Porque é que a pandemia de COVID terminou tão abruptamente?

6 de Outubro 2024

Uma nova análise sugere que uma queda dramática nas mortes por COVID-19 entre 2022 e 2023 pode ser atribuída a uma transição de fase abrupta na estrutura molecular da proteína spike (também conhecida como proteína S. É uma estrutura que se projeta da superfície de alguns vírus, incluindo o SARS-CoV-2, o vírus responsável pela COVID-19.

Esta proteína desempenha um papel crucial na capacidade do vírus de infetar as células hospedeiras e, consequentemente, na sua patogenicidade) do vírus. Esta descoberta, publicada na revista EPJ B por Marcelo Moret do CIMATEC no Brasil e James Phillips da Universidade Rutgers, em Nova Jersey, oferece uma visão importante sobre como a pandemia terminou tão rapidamente e pode ajudar-nos a preparar para futuras pandemias.
Durante o inverno de 2020 e 2021, os EUA viram as mortes por COVID-19 atingirem 250.000. No ano seguinte, este número aumentou em um terço para 330.000. Mas de agosto de 2022 a março de 2023, o número de mortes relacionadas com a COVID-19 caiu abruptamente para apenas 80.000, terminando abruptamente a pandemia de COVID. Este declínio dramático não pode ser atribuído apenas às vacinas, que já estavam amplamente disponíveis desde a primavera de 2021.
A proteína spike se projeta das superfícies de vírus como o da COVID-19 e facilita a entrada nas células hospedeiras, ligando-se a recetores específicos nas membranas celulares. À medida que o vírus sofre mutações, essas proteínas podem mudar rapidamente: melhorando a capacidade do vírus de se ligar aos recetores, mas, em alguns casos, tornando-o menos letal.

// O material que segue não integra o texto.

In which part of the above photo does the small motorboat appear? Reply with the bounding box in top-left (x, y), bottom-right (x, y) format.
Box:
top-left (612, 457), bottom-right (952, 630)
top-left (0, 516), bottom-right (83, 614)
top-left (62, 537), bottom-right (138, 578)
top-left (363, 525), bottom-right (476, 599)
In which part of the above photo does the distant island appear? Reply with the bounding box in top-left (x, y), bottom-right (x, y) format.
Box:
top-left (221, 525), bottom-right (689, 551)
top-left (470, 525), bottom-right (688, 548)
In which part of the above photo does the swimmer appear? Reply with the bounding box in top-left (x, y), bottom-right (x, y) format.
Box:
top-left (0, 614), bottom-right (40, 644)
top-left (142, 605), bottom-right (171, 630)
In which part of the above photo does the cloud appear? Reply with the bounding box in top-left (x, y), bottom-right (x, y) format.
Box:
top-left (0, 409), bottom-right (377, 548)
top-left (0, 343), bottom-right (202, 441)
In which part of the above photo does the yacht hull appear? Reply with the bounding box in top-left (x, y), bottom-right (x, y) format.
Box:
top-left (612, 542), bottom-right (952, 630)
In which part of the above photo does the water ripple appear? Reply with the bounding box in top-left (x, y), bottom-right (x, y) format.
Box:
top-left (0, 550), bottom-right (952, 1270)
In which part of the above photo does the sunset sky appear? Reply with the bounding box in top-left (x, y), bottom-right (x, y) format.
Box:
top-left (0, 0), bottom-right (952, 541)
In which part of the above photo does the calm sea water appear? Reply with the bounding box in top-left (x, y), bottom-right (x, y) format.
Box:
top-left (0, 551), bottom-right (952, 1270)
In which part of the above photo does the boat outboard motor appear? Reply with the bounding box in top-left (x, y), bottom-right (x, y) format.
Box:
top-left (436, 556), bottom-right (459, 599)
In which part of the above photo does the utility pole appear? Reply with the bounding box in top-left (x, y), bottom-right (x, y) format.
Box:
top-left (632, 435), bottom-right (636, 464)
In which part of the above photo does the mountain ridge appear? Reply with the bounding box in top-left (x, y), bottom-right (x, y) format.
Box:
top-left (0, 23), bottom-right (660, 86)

No seu estudo, Moret e Phillips examinaram a ligação entre mutações e taxas de mortalidade. Foi assim que descobriram que uma transição de fase na estrutura molecular da proteína spike – comparável às transições entre fases da matéria na física – poderia ser diretamente responsável pela queda súbita de fatalidades. Esta transição de fase ocorreu em novas estirpes da variante Ómicron que surgiram em 2023, que apresentavam apenas 5 mutações adicionais em relação à variante Ómicron original.
O estudo da dupla de investigadores sugere que esta transição alterou os mecanismos de ligação do vírus no trato respiratório superior – as passagens que conectam o nariz, a boca e a garganta – tornando as infeções graves menos prováveis. Esta descoberta não só melhora a nossa compreensão da evolução da contagiosidade da COVID-19, mas também oferece lições valiosas para nos prepararmos para futuras pandemias.
A transição de fase na proteína spike pode ter ocorrido devido a uma combinação específica de mutações que alteraram a conformação da proteína. Essas alterações na estrutura podem ter afetado a capacidade do vírus de se ligar aos recetores celulares e de entrar nas células, resultando em infeções menos graves.
Além disso, a descoberta destaca a importância de monitorizar de perto as mutações virais e a sua relação com a gravidade da doença. Compreender como as mudanças na estrutura das proteínas virais podem afetar a patogenicidade pode ajudar os cientistas a prever a trajetória de uma pandemia e a desenvolver estratégias de mitigação mais eficazes.
No entanto, os investigadores salientam que são necessárias mais pesquisas para solidificar estas teorias e fornecer informações mais profundas sobre como as futuras pandemias podem evoluir. Estudos adicionais sobre a estrutura molecular da proteína spike e a sua interação com as células hospedeiras podem revelar mais detalhes sobre os mecanismos subjacentes a esta transição de fase e as suas implicações para a transmissão e gravidade da doença.